In letteratura si trovano studi mirati all’analisi della correttezza nell’applicazione e dell’efficacia della singola
metodica di triage nell’ambito di una simulazione di evento catastrofico (14), oppure diretti a testare l’adattabilità
dei diversi tipi di triage a particolari eventi. I lavori che riportano performances di triage in eventi reali sono poco
numerosi e di modesta qualità e poche sono anche le analisi retrospettive sulle variazioni nell’outcome finale di
singoli pazienti triagiati con diversi sistemi.

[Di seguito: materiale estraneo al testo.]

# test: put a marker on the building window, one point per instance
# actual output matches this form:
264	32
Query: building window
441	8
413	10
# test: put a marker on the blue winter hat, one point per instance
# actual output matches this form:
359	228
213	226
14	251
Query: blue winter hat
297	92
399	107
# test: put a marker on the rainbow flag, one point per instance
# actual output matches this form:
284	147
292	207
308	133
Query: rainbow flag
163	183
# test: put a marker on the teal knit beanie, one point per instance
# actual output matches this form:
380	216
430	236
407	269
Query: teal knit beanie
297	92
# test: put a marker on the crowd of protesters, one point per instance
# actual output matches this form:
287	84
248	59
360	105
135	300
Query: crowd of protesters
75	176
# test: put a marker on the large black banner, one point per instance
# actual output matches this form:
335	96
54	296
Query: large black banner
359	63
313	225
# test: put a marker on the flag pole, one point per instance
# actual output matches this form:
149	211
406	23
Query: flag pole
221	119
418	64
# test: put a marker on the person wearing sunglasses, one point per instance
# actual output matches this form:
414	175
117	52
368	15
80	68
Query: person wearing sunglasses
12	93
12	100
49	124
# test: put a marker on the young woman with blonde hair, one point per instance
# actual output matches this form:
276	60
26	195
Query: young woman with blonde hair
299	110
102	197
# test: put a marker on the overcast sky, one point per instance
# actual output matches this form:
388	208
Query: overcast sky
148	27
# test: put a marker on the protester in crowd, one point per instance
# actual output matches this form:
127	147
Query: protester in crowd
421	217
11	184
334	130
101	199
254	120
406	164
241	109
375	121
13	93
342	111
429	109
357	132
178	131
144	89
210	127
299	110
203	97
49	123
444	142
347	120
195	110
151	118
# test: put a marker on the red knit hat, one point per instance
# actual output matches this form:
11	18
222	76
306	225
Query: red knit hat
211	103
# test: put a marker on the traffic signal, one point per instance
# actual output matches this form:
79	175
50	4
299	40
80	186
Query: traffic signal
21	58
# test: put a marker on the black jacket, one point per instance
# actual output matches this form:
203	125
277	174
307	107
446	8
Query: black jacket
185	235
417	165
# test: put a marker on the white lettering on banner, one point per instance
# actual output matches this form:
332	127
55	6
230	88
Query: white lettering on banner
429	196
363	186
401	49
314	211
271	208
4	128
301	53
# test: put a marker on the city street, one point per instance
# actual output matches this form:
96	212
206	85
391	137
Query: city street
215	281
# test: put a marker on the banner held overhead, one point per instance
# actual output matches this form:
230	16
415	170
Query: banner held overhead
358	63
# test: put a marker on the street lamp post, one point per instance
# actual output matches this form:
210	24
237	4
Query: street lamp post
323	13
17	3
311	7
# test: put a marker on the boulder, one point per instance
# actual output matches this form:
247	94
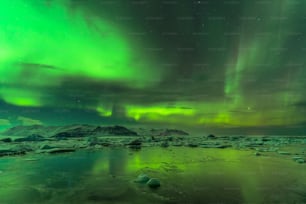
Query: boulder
153	183
142	178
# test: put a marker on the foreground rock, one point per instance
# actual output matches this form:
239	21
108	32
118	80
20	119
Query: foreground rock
153	183
31	138
142	178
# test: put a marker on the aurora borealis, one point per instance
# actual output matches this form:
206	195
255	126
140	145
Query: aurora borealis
230	65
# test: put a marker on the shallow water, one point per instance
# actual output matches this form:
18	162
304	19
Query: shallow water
187	175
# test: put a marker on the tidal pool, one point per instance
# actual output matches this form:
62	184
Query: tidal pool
187	175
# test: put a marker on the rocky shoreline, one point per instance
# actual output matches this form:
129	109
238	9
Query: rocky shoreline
72	138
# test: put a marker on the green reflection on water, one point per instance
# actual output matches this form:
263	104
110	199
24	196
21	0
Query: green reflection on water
187	175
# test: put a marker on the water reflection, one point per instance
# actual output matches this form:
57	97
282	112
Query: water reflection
187	175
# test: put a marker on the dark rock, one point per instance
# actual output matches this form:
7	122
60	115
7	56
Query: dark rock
31	138
165	144
153	183
173	132
257	153
284	153
6	140
211	136
142	178
9	152
60	150
193	145
45	146
135	142
300	161
113	130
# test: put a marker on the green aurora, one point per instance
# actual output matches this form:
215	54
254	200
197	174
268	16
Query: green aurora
216	65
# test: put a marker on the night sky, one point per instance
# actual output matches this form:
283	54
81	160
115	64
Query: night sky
222	66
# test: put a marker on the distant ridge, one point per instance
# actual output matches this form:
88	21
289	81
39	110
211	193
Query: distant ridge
83	130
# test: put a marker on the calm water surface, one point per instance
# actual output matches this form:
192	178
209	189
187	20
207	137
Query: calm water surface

Parte dei concetti che stanno alla base dell’utilizzo del triage, in modo particolare in maxiemergenza, sono quindi
sostanzialmente privi di una validazione e la stessa stratificazione dei pazienti in gruppi operata dal triage non
sempre trova un precisa correlazione con la gravità delle patologie: ciononostante, questi stessi concetti devono
necessariamente essere dati per assodati ed universalmente accettati (15).